Bei der Sympathie/Antipathie steht die Seele dem Gegenstand in einer passiven Erwartungshaltung gegenüber. Indem die von ihm ausgehenden Wesensäußerungen unmittelbar auf sie einwirken, entscheidet und urteilt sie über die von ihnen in ihr ausgelösten Empfindungen und wertet sie - je nach Artung und Intensität - als angenehm/einnehmend/sympathisch oder als unangenehm/abstoßend/unsympathisch bzw. antipathisch.
Zwischen der individuellen psychisch-geistigen Befindlichkeit und der Qualität des emotional intendierten Urteils über den betreffenden Gegenstand besteht ein intimer Zusammenhang, was sich darin zeigt, dass jene Wertung zwischen den beiden Extremen insbesondere mit dem Wechsel der Stimmungen bisweilen erhebliche Schwankungen aufweist.

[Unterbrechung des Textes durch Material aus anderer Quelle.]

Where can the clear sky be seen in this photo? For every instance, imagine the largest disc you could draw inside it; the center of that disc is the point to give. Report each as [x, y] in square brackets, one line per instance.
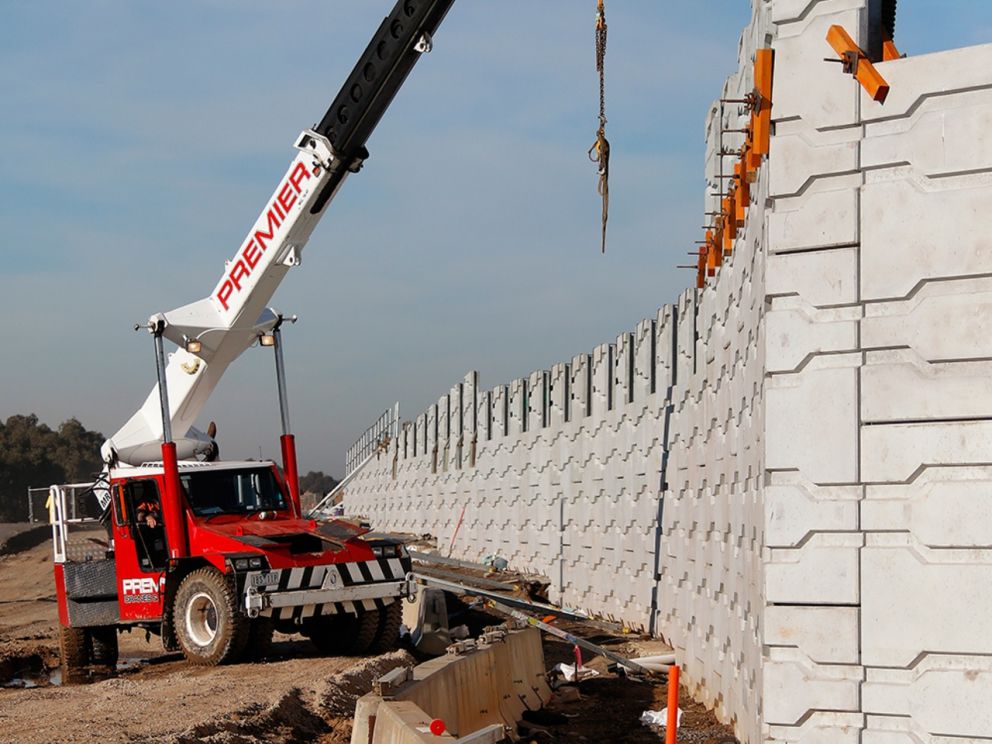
[140, 140]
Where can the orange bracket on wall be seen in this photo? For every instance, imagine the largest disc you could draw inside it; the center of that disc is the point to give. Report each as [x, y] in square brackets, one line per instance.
[761, 115]
[857, 63]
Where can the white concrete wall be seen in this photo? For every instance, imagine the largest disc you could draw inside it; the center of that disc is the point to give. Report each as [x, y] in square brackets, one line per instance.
[788, 474]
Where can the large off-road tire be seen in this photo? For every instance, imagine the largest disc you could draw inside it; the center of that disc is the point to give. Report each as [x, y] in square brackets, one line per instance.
[259, 644]
[387, 634]
[205, 615]
[75, 653]
[103, 641]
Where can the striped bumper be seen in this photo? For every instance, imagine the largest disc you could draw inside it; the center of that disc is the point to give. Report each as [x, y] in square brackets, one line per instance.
[300, 593]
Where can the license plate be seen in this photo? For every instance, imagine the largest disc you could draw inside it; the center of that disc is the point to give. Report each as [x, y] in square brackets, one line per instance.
[265, 579]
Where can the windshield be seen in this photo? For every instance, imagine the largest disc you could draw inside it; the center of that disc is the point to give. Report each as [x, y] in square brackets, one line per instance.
[232, 491]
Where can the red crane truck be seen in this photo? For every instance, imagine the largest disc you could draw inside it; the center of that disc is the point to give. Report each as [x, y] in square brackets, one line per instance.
[215, 556]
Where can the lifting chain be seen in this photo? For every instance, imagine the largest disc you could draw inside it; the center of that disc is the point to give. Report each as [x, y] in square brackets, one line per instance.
[600, 151]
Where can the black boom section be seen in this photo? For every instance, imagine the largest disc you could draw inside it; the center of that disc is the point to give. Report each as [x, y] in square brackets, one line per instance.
[889, 17]
[371, 86]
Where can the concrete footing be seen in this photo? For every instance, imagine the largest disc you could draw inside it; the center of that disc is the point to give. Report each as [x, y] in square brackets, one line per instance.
[475, 686]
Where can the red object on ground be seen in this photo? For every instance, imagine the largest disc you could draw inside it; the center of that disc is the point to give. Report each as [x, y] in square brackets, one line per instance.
[438, 727]
[671, 727]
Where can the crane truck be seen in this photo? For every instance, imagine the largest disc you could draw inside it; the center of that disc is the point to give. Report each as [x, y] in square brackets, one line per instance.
[232, 557]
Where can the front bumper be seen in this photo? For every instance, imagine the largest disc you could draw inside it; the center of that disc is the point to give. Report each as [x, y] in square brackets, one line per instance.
[342, 588]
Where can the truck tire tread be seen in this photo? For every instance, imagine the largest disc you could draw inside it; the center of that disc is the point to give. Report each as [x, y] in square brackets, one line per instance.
[232, 626]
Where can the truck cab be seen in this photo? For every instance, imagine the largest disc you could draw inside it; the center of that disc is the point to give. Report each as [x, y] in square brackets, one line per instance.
[248, 564]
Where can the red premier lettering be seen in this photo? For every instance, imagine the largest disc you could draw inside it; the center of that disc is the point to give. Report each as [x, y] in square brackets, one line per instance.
[139, 586]
[258, 242]
[286, 198]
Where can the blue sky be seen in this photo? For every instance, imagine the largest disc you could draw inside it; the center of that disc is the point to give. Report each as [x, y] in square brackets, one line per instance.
[140, 141]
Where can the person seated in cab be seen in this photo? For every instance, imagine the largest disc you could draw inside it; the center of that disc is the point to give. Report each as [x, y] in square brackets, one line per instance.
[149, 514]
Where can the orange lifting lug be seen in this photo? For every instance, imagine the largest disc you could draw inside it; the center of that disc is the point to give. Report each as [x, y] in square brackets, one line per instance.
[742, 194]
[856, 63]
[889, 50]
[761, 116]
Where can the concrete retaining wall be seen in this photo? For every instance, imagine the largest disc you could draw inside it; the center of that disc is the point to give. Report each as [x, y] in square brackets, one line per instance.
[787, 473]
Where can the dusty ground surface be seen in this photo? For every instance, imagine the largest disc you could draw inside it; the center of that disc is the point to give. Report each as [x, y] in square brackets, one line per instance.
[295, 696]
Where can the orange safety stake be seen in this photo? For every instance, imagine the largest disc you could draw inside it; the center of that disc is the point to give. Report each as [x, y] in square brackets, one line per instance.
[672, 719]
[857, 63]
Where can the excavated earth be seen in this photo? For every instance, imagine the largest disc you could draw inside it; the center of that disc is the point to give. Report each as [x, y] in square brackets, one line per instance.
[295, 696]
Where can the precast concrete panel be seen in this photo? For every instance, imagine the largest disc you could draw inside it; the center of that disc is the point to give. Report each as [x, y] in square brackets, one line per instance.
[786, 472]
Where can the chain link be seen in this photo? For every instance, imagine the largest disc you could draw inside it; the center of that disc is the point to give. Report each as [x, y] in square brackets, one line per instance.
[600, 151]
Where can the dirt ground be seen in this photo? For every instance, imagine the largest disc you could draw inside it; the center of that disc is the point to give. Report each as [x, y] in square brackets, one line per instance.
[295, 696]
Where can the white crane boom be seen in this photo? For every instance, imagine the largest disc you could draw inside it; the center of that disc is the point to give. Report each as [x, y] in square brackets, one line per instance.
[234, 315]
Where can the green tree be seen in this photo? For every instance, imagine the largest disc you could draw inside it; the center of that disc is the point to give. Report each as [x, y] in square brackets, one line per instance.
[32, 454]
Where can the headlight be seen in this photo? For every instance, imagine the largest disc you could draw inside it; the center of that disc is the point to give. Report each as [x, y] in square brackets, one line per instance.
[253, 562]
[385, 551]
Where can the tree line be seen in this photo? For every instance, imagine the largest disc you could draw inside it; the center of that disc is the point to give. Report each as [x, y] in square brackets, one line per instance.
[34, 455]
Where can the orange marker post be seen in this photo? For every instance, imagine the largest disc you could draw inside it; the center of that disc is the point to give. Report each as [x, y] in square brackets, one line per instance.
[672, 722]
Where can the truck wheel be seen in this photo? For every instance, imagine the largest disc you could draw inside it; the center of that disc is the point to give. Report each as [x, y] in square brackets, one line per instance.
[104, 644]
[208, 625]
[387, 634]
[74, 651]
[260, 632]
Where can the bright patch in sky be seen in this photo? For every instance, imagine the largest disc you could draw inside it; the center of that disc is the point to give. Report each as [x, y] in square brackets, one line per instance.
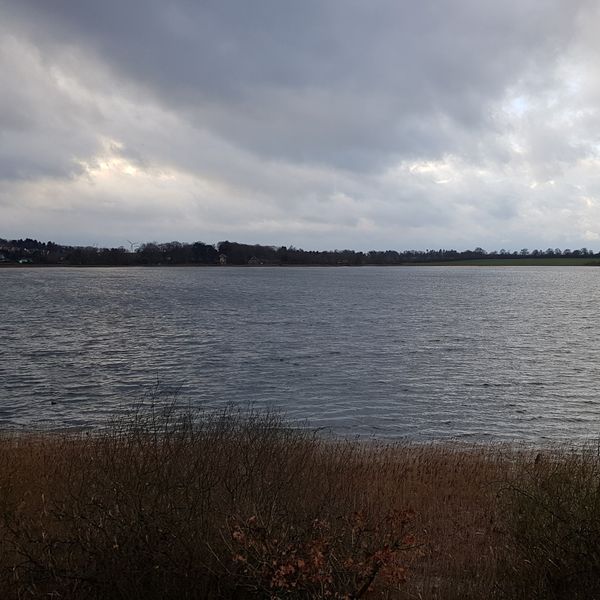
[319, 125]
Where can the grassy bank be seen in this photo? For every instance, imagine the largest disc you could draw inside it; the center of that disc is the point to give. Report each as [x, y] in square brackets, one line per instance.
[239, 506]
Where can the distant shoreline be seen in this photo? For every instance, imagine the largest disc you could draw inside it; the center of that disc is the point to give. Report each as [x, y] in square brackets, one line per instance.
[516, 262]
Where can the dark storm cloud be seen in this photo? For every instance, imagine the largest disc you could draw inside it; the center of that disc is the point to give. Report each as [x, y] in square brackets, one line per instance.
[353, 84]
[319, 123]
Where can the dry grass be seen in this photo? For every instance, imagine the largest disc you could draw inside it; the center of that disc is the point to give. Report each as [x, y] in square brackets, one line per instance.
[239, 506]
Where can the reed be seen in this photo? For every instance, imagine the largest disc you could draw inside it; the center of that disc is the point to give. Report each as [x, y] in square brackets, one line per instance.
[234, 504]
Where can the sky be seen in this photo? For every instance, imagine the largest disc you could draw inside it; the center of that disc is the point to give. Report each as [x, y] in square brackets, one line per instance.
[322, 124]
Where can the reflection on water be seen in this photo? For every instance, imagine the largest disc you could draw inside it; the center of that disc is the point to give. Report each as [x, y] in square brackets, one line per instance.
[422, 353]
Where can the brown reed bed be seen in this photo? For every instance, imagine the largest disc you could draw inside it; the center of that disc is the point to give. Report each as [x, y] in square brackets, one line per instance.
[236, 505]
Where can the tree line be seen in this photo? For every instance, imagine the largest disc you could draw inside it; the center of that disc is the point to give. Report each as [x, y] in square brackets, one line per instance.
[234, 253]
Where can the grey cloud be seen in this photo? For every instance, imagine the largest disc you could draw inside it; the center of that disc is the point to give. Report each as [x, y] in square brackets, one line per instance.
[350, 84]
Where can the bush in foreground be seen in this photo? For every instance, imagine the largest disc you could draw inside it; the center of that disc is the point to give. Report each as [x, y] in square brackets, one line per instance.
[236, 505]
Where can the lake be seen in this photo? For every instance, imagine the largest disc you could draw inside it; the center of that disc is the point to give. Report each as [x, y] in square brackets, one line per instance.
[419, 353]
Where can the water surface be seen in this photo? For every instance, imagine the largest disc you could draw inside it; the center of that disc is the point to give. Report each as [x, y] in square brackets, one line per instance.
[473, 353]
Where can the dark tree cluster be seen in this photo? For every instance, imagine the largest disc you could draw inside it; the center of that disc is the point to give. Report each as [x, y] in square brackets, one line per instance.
[233, 253]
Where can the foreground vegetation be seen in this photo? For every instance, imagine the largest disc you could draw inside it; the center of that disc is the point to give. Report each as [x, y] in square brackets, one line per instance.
[239, 506]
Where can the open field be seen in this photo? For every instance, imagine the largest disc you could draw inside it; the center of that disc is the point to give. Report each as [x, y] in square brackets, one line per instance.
[239, 506]
[520, 262]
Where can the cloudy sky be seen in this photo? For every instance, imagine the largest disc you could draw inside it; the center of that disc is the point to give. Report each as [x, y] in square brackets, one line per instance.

Da die jeweilige Einseitigkeit und Übermacht der passiv empfangenen Eindrücke die nüchterne Ratio und das vernünftige klare Denken übertölpelt, wird somit deutlich, dass das sympathisch/antipathisch motivierte rein gefühlsmäßige Urteil jenseits dieser neutralen Maßgabe gefällt wird und mithin keinen Schluss auf die tatsächliche Wertigkeit des in Frage kommenden Objekts erlaubt.
Die absolute Negation zu dem Sympathie-Antipathie-Komplex ist die Empathie. Sie stellt gewissermaßen den "goldenen Mittelweg" dar, der zwischen dem trügerischen Schein der Sympathie und dem umnebelten Nachtschatten der Antipathie hindurch zum Gegenstand der Betrachtung hinführt. Auf dieser goldenen Straße kommt die Seele ihm aktiv entgegen und tritt in seinen intimen Eigenraum ein, wo sich ihr sein wahres Wesen offenbart. Denn da nun die Seele selber es ist, die ihr Wesen in das Wesen des Gegenübers hineinsenkt und sich ihm hingibt, erlebt sie dieses unmittelbar in seiner realen Art und Wertigkeit. Demgemäß ist sie auch fähig, ein reales, objektiv neutrales und somit vernünftiges Urteil über es zu finden, und es bleibt nurmehr eine Sache des Intellektes oder des Herzens, es entweder logisch und rationell zu artikulieren oder mit schlichten Worten des Herzens auszusprechen - sofern Verstand und Herz dies nicht auch gleichermaßen vermögen.
Selbstverständlich wird sich das realistische Urteil nie gänzlich ohne eine sympathische oder antipathische Färbung äußern, denn schließlich ist die Seele beim Erleben des anderen Wesens auch passiv empfangend. Hierbei aber überglänzt die Sonne der unmittelbaren Erfahrung den individuellen stimmungs- oder temperamentsabhängigen Eindruck und lässt somit keine einseitig unrealistische Wertung zu.
Empathie heißt Mit-Leid, Mit-Gefühl. Sie ist die Fähigkeit, sein eigenes Wesen in das Wesen eines anderen/einer Anderheit hineinzuversetzen und sich ihm/ihr hinzugeben; dies ist ein dynamischer aktiver Prozess, der je nach dem Grad der individuellen Ich-Entwicklung bewusst oder unbewusst ausgelöst stattfindet. Und sie ist die letzte und höchste Stufe hin zur universalen Menschenliebe, die alle Wesen und Dinge der Welt durchglüht, durchwärmt und mit Licht und Leben erfüllt.
Es war kein geringerer als der Träger und Botschafter der all-umfassenden Welten-Liebe selbst, der uns das hehre Ideal wahrer Menschlichkeit mit aller Selbstvergessenheit dramatisch und bewegend vor Augen führte und mit tiefster Überzeugung versicherte, dass uns dessen Verwirklichung in der Tat möglich ist. Geradezu beschämend für die Einen und wie lächerlicher Hohn für die Anderen klingen seine lapidaren Weisungen, die den Grundstein für jenes verheißungsvolle Glück legen: "Liebe deinen Nächsten wie dich selbst!"; "Liebe deine Feinde!";"Tuet Gutes denen, die euch hassen!"; "Wie ihr wollt, dass euch geschieht, so tuet auch den anderen!"; "... und wenn einer dich bittet, eine Meile mit ihm zu laufen, so laufe zwei mit ihm!" ... - All dem können wir nur gerecht werden, wenn wir der Welt und ihren Wesen und Dingen bereitwillig entgegenkommen und uns ihnen mit warmer Herzlichkeit öffnen.
Das Gebot ist ebenso schlicht wie erfüllbar. Allein, dass die wahre Liebe die Regentin der Menschheit und jedes einzelnen Menschen werde, bedarf es "nur" der Empathie, dieses kleinen Schrittes vom Ich zum Du.